Weeknotes from IRFS: Understanding music mixes, new neural nets and a virtual voice

Rob presenting our Content Analysis work.

Synthetic Voices

The BBC's analysis of voices began in 1927 by a Professor Pear to capture public opinion about regional accents used around the UK. With the centenary of this project approaching the Anansi team are working with BBC Radio 4, the BBC Science Unit and Professor Trevor Cox from the University of Salford. 


The team want to find out if there is a relationship between people’s accents and their preferences for different synthetic voices. They also want to discover if preference for different voices varies with content type or assistant. The experiment will ask users to set up a hypothetical smart speaker using a web-page. They will be asked to select a voice from a selection for different types of content like news, entertainment and sport.


For this experiment the team needed 20 different synthetic voices for the users to select from. The team opted to train their own voices using open source software. They tested two synthetic voice packages. Tachotron2 from google uses Recursive Neural Networks which means it takes longer to train, making it expensive to produce each synthetic voice. The option selected by the team, DC-TTS, uses Convolutional Neural Networks, which are quicker to train and thus cheaper.
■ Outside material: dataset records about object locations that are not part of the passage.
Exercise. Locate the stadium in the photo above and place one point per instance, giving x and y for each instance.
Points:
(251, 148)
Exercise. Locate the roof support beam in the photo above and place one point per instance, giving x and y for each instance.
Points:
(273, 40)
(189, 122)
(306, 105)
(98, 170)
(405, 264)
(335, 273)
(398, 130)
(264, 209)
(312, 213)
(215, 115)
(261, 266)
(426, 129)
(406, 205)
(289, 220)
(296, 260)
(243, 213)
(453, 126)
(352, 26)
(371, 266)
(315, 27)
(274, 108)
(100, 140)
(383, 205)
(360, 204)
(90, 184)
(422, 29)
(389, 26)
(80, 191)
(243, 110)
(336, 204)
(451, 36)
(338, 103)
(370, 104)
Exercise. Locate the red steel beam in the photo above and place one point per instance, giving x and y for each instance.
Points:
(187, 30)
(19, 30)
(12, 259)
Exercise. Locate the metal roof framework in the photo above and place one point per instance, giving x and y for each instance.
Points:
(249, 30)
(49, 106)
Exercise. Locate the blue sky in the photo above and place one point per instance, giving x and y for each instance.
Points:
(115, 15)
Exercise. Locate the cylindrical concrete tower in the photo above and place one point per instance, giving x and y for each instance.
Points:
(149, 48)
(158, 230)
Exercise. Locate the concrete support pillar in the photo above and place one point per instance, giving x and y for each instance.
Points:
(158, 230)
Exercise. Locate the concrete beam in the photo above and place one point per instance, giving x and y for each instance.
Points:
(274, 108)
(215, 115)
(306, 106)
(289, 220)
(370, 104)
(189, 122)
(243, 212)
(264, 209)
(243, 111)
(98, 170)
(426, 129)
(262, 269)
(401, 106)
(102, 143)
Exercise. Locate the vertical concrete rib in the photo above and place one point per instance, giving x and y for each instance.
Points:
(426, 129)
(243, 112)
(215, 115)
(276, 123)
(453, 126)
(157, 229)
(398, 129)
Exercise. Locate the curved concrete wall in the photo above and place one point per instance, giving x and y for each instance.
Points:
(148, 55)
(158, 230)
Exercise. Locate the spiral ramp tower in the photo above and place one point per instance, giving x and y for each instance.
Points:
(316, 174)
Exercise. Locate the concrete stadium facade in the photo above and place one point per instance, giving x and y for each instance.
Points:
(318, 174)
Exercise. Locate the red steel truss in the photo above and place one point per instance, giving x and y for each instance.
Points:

They trained the model using transfer learning, using an extra three hours of audio to transfer the style of the new voice to a pre-trained voice model. The team needed to create a script of phonetically balanced sentences which were read to create the audio. Existing corpora were not useful so they created their own using the BBC’s subtitle database to assemble a new phonetically balanced corpus. The results are really impressive!

Content Analysis

Matt, Misa and Ben have been trying to improve the speech to text system by training a new type of Kaldi model called nnet3-chain. This model is closer to state of the art than the current system and looks promising so far. They have also been working with Platform Media Services to support the integration of the existing speech to text software into the BBC’s speech to text service. Rob and Mathieu have presented the Content Analysis Toolkit to colleagues at a BBC Academy Fusion talk.


Chris has continued to develop his framework for evaluating recommender systems following meetings with the iPlayer team. He also ran a workshop for the whole of the data team introducing them to recommender systems. He has been working with Taner and Saba, who are investigating using audio, video and text features to improve recommendations. Denise has been trying to define a sentiment model which covers all BBC content to improve recommendations.

Music Mix Classification

The Better Internet team is revisiting the Shape of Mixes recommender and are trying to train models to classify mix brands (for example Radio 1’s Workout Anthems). Some mixes are quite similar in terms of music and so far they are trying to classify groups of mixes instead of individual mixes. Kristine is also trying to model the sequences of tracks played in the mixes.

Memory Making Study

Holly and David have been testing and refining the cultural probes which the team intend to send to 12 participants as part of the memory making study they want to carry out. This is an approach which the team hasn’t used before and they are learning a lot about how these physical objects can be used to understand users.

Finally, the blog post about the News Mood Filter was picked up by le Figaro!